I grew up in a catholic family and it is a faith I feel comfortable with following. I dropped out of going to church for a long time during my university years and for about a decade after and then returned. I still prayed, mostly the Our Father and a few short prayers for my family and I feel I kept in touch with my God. It was also having my own family too and wanting my children to be brought up to believe the same things that I did. When I returned so much had changed that I didn’t recognise the Mass at all. Before, I could visit any church and would be able to follow the Mass, say the responses and kneel, stand at the right moments. Suddenly I was in the dark. Latin had disappeared, (I’m not complaining, it is a beautiful language but I understand many can’t relate to a latin Mass if not used to it), and the choreography, responses and everything I thought I knew were different. I persevered for my children’s sake and began to feel as if I belonged after quite a long time.

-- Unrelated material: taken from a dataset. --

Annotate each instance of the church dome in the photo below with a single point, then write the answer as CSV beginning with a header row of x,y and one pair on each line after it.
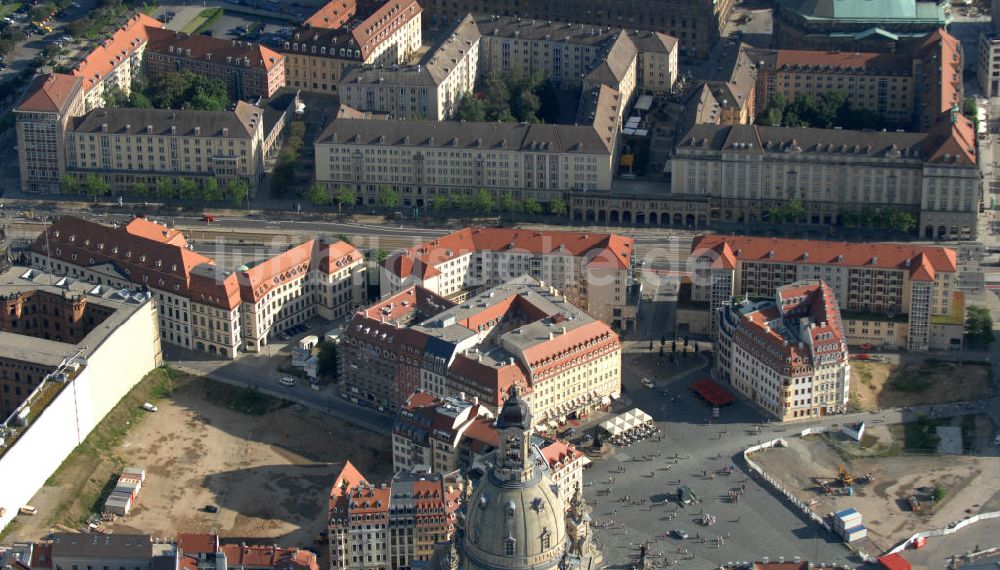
x,y
512,525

The trouble with this idea of belonging is that it doesn’t last – you worry that your church isn’t proactive enough, friendly enough, doing enough and you look at other churches and are tempted to experiment, especially if it isn’t a ‘comfortable’ church to belong to, there are issues with other people, lack of connection, lack of interaction. It may be that there is no such thing as a perfect church as we are all imperfect, you can try others until you find your fit, but try not to lose your way when you do that.
We have a very rudimentary idea of the kind of church God wanted us to have. We have the words at the Last Supper ‘do this in memory of me’ and Jesus making Peter his rock ‘and on this rock I will build my church’. No blueprint for how we should construct our church other than this and the greatest commandment: to love God and each other and we manifest this within our church. We often don’t manage this. People are leaving the church in droves and we have to question why? Modern life is shutting God out – wealth, internet, freedom, you can name so many things and they get in the way of our journey with God. Poverty and suffering can bring us back as we can focus on what matters: our faith and relationship with God and a greater reliance on him.
I think when listening to someone or reading what they have to say, you need to know what their dogma is – what are the fundamental tenets they hold. First and foremost, belief in the resurrection is a must – what are we all doing if we don’t believe that after we die there is another existence? To cease to exist after death doesn’t make sense to me. I was very surprised when I met someone a while ago who told me they go to a church which they call a christian church but they don’t believe in the resurrection. How do they give people who mourn someone who has died any comfort or hope? What about those that lead dreadful pain-filled short or long lives – do we say tough – sorry but the only thing you have to look forward to is death? God is here and loves you but once you die, that’s it? I did say I’d rather go to the pub. Going to church offers me hope in an eternal life above all else. How could God love us if he creates us and then just as a model has its use then becomes scrap, we no longer matter enough to sustain our existence? Each and every one of us is unique, we all have something to offer no matter how small. God loves us to distraction and wants us to be with him for eternity.
St Paul called his journey to God a race that he would run until the end. It is a struggle to keep going sometimes – people, money worries, deaths, illness can all put you off course – don’t compare yourself to others either – there will always be people who appear more holy than you. You can only walk your own path!